Jimin merentangkan kedua tangannya menangkap beberapa tetes air hujan yang
mencoba jatuh kepermukaan. Suatu hari nanti pasti dirinya akan bisa mengingat
semuanya, walaupun sangat sulit jika berusaha sendirian. Tapi Jimin percaya
namja bernama Taehyung akan selalu menemani dalam mimpinya. Jimin memperluas
penglihatannya pada area parkiran yang cukup dekat dengan taman belakang rumah
sakit. terdapat 2 namja yang pergi kesalah satu mobil yang diparkir disana.
Namja ber-rambut hijau yang sangat Jimin kenali pernah ditemuinya beberapa
kali, di rumah sakit busan, saat di sekolah Luhan, ketika menghentikan
perjalanannya dengan Hongbin. Lalu sekarang dirumah sakit ini Jimin kembali
melihatnya.
Saat
mereka berniat memasuki mobilnya, Jimin mendapatkan penglihatan tentang namja
yang selalu berada dimimpinya. Ini bukanlah mimpi yang sering Jimin rasakan,
ini adalah kenyataannya. “Kim..Kim Taehyung?” Jimin berniat melompat untuk
segera menemui Taehyung sebelum mobil yang membawanya pergi keluar rumah sakit.

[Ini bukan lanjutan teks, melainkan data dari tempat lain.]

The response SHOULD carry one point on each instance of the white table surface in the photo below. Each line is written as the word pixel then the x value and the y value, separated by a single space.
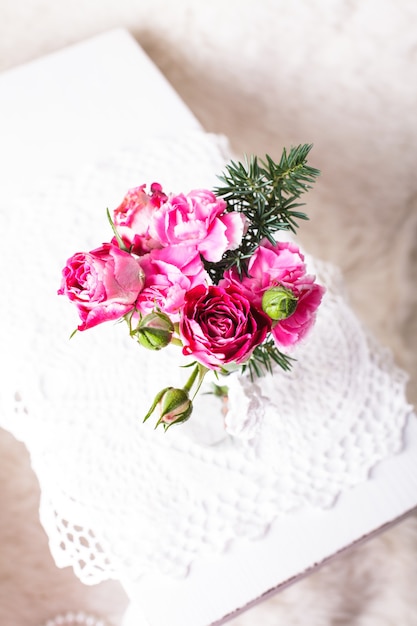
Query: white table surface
pixel 66 108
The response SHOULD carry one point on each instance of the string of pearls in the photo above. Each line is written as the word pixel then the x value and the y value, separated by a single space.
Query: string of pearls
pixel 75 619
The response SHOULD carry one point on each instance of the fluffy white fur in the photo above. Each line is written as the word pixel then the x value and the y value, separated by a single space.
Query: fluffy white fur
pixel 267 74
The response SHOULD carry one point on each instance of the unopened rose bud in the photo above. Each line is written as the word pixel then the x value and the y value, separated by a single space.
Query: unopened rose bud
pixel 279 303
pixel 155 331
pixel 175 407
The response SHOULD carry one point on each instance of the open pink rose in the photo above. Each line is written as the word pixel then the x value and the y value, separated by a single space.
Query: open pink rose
pixel 281 265
pixel 169 274
pixel 198 218
pixel 220 326
pixel 134 215
pixel 103 284
pixel 287 332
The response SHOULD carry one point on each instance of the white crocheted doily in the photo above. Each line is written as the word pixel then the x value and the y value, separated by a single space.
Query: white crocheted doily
pixel 120 499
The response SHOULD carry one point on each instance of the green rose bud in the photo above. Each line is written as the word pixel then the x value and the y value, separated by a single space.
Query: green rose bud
pixel 155 331
pixel 279 303
pixel 174 405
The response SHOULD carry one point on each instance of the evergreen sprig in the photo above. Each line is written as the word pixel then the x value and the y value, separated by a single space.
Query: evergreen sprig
pixel 267 193
pixel 263 358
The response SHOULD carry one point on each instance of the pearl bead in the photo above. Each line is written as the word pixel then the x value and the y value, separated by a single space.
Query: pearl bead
pixel 75 619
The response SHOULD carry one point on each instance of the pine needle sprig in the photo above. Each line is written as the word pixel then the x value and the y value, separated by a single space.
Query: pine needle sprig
pixel 267 193
pixel 263 358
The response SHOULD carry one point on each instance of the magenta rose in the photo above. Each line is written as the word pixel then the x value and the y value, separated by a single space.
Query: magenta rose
pixel 133 217
pixel 103 284
pixel 220 326
pixel 281 265
pixel 169 274
pixel 198 218
pixel 287 332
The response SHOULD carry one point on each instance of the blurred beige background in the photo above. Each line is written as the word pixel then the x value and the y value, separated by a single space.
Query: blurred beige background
pixel 267 74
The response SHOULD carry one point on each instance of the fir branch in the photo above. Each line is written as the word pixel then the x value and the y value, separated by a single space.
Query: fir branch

Ingin sekali berteriak untuk menghentikan kepergian Taehyung, tetapi suara pintu kamarnya yang terbuka
menghentikan keinginannya.
“Chimchim
sedang apa kau diluar? Udara dingin tidak baik untuk kondisimu” Hongbin yang
baru datang langsung menghampiri Jimin yang berada di luar jendela rumah sakit.
ini adalah jendela yang besar dan hanya ruangan khusus lah yang memilikinya
agar pasien VIP bisa menikmati udara segar dengan ruangan khusus disisi
kamarnya. Jimin tidak ingin Hongbin mengetahui tentang Taehyung, dan Jimin
tidak mau lagi dihalangi untuk mengingat ingatannya.
“aku..
aku hanya ingin menyentuh air hujan, lihat?” gugupnya dengan menunjukan kedua
tangannya yang basah terkena air hujan.
“kau
kedinginan hingga membuatmu gugup seperti itu, masuklah. Aku akan menyalahkan
penghangat”
“nde”
Jimin melirik sekedar melihat mobil yang membawa Taehyung telah menghilang,
tidak terlihat lagi. Namja manis itu yang terus menerus menatap kebelakang
tidak mengetahui jika salah satu jendela kamarnya tidak terbuka sempurna.
Mengakibatkan dirinya harus menabrak salah satu bagian jendelanya. “Appooo!”
rintihannya terdengar Hongbin yang baru menyadari kebodohan kekasihnya itu yang
tidak hati-hati.
“kau ini melihat kemana sih Chimchim sampai menabrak jendela
seperti ini?” Hongbin yang khawatir mengusap-ngusap kening Jimin yang memerah
sempurna. Jimin terdiam dan kilatan terlintas. Ingatan bahwa moment ini pernah
dirinya miliki dimasalalu.
In memory
“yaak gwenchana yo?
Aish Pabo kau ini, tiang setinggi ini kenapa kau tabrak begitu saja?” tangan
seseorang menarik wajah mungilnya dan mengelus kening yang sebelumnya terkena
benturan dari sebuah tiang. Namja itu terus mengusap keningnya yang memerah.
“yang lebih penting
hal apa yang kau lamunkan hingga bisa menabrak tiang yang tidak bersalah itu?”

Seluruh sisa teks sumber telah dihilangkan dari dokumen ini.